Enfin la découverte déjà signalée coupa court à toutes réflexions et nous nous dirigeâmes à toute vapeur sur le cap Pilares. La houle qui nous poussait s’élevait à une hauteur colossale au-dessus de la poupe et semblait chaque fois devoir déferler sur elle[1].

Le cap Pilares, promontoire de la Terre de Désolation, est un affreux et stérile rocher propre à jeter la tristesse et l’effroi dans l’âme du navigateur qui ne serait pas déjà familiarisé avec de pareils spectacles.

Fond de la rivière de Gennes. — Dessin de E. de Bérard d’après l’atlas de Dumont d’Urville.

Nous mouillâmes au havre Mercy, sur cette Terre de Désolation qui n’a point usurpé son lugubre titre, au pied d’une montagne décharnée d’un millier de mètres de hauteur.
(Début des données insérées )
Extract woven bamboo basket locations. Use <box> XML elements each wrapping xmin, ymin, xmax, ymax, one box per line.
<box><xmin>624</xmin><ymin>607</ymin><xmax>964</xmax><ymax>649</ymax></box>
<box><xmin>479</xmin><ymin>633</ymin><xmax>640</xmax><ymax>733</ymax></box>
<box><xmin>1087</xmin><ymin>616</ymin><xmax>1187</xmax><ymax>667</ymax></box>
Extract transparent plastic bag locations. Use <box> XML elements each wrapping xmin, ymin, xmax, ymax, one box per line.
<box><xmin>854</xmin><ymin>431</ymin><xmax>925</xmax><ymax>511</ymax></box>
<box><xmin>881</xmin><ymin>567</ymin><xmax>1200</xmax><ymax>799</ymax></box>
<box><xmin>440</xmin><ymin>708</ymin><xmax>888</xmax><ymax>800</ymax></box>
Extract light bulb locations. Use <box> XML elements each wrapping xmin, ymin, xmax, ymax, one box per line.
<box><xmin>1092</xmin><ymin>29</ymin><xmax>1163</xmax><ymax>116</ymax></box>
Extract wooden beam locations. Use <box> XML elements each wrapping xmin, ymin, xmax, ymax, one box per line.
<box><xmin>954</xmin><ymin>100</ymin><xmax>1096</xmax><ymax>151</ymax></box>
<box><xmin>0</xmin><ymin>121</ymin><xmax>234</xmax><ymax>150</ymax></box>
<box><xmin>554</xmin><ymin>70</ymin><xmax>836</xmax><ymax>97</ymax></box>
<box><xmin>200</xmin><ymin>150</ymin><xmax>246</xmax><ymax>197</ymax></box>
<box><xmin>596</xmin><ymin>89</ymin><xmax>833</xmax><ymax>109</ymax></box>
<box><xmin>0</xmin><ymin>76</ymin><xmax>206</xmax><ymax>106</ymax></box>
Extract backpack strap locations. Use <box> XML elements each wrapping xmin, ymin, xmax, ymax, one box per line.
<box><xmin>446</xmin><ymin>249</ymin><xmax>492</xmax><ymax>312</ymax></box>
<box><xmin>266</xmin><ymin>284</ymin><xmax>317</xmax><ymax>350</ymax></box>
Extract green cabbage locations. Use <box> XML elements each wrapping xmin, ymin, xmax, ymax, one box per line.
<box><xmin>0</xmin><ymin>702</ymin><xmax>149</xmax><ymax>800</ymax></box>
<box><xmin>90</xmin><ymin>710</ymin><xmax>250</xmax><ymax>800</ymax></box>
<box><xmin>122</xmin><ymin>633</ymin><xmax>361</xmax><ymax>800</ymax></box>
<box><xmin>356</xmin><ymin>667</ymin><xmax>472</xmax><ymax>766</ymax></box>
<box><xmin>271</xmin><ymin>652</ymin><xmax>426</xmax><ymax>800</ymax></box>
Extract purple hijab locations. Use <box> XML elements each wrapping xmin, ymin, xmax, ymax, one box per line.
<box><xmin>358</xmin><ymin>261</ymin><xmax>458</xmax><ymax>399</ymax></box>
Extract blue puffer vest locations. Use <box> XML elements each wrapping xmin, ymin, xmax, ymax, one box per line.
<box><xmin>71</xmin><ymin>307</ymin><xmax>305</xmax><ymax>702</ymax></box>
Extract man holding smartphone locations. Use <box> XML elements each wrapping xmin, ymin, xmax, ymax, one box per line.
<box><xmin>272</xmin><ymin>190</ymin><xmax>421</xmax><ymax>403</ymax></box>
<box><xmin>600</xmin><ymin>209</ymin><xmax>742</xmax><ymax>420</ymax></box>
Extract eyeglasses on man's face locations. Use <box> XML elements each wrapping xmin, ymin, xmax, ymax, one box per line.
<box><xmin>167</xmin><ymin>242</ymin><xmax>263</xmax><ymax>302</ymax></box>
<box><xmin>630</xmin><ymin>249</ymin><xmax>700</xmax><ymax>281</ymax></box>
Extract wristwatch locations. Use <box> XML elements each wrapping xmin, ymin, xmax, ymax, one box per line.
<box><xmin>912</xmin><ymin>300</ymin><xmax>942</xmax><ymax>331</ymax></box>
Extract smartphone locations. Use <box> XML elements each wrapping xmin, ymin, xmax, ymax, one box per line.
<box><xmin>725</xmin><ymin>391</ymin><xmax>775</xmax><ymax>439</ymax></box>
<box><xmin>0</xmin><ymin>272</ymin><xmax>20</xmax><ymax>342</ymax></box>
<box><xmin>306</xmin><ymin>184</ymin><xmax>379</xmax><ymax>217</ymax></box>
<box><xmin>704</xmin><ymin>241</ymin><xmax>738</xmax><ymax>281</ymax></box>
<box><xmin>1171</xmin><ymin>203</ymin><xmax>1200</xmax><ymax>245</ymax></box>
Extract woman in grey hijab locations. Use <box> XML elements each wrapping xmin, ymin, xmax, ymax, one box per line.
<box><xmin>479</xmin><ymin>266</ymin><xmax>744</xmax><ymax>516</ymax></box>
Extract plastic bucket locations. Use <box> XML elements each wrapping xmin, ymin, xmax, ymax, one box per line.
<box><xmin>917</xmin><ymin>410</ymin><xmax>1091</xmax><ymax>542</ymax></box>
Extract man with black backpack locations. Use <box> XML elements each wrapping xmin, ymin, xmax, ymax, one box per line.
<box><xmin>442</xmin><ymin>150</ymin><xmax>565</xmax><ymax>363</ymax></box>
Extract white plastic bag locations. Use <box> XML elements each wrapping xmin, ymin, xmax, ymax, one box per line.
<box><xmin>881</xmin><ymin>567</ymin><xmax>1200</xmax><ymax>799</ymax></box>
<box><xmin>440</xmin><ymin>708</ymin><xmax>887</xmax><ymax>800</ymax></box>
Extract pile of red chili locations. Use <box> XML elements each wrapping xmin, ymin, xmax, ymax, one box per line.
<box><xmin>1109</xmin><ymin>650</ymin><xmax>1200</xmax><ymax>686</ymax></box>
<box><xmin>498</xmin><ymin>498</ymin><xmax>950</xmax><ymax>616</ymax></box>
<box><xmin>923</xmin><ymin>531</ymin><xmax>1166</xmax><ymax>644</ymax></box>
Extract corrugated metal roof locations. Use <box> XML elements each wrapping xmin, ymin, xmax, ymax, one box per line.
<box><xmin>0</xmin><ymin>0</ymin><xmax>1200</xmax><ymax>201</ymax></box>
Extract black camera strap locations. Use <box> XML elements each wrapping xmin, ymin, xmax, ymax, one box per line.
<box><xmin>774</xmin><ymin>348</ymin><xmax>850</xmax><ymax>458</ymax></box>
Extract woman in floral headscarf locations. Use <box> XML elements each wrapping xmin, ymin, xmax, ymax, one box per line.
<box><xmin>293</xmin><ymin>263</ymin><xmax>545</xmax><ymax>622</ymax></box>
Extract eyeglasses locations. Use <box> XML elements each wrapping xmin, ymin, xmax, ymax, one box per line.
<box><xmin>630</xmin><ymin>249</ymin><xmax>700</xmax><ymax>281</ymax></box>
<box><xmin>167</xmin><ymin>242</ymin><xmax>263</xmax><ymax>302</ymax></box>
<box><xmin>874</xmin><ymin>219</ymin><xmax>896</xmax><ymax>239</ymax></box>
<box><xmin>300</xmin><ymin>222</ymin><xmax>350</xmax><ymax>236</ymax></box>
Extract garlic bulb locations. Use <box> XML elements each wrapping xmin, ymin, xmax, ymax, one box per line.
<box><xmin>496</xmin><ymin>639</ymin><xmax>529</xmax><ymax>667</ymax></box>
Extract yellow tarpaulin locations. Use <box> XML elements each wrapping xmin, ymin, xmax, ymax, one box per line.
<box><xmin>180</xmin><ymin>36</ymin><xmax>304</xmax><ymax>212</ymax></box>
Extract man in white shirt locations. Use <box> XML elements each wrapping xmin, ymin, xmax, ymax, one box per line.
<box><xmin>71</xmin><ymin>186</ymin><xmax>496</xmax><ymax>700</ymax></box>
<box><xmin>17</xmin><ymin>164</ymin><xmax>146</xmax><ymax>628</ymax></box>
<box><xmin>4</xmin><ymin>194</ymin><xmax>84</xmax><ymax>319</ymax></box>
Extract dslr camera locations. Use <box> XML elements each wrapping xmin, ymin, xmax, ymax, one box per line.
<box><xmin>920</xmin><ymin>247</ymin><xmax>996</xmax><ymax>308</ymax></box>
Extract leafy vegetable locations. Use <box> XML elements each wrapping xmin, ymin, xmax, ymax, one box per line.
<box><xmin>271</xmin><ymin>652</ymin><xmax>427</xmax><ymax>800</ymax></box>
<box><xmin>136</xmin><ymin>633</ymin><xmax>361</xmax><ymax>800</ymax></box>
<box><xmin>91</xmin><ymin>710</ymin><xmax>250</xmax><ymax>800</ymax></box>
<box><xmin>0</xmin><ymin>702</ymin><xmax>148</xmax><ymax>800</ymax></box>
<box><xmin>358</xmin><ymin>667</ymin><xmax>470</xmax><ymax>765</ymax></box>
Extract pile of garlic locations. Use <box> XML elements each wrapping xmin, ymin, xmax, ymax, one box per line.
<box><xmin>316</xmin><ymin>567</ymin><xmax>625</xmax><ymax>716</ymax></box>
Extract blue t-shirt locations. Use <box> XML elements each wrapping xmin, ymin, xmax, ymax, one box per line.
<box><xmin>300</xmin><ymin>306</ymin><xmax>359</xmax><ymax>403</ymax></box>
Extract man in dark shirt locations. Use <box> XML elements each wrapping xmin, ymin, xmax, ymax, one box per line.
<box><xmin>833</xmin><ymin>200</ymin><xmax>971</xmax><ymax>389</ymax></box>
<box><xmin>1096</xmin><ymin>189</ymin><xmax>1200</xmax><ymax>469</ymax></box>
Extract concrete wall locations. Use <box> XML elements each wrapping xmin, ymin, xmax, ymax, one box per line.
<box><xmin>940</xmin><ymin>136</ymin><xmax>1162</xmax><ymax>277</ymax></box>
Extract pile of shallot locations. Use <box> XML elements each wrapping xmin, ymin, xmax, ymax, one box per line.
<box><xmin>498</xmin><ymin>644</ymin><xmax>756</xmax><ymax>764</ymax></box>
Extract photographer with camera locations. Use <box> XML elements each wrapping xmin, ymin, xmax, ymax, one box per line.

Notre mouillage fut signalé ou accompagné par un de ces phénomènes atmosphériques si fréquents dans le détroit et si féconds en naufrages. Suivant la position que nous occupions par rapport aux terres voisines, suivant des changements difficiles à calculer dans la direction des courants atmosphériques sous l’influence de causes diverses (échange d’atmosphère terrestre et marine, décomposition du courant fluide par la disposition et l’inclinaison variable des terres) nous avions à essuyer alternativement et brusquement des bouffées furibondes de tous les points du compas et des calmes plats. On comprend dans quelle périlleuse position se fût trouvé un navire à voile à notre place ! Là n’était pas le seul embarras, les approches du havre Mercy sont, du moins à cette époque de l’année, parsemées de grands bancs de fucus, véritables

  1. Dans une discussion académique, Arago, critiquant les appréciations de Dumont d’Urville qui prétendait avoir vu des vagues de vingt-sept à trente-trois mètres de hauteur, considérait une hauteur de six à huit mètres comme le maximum que les vagues pussent atteindre. Il est fort possible que les appréciations de Dumont d’Urville soient entachées d’exagération, mais il est certain pour moi, et je crois que mes compagnons de voyage partagent cette opinion, qu’Arago est resté bien au-dessous de la vérité.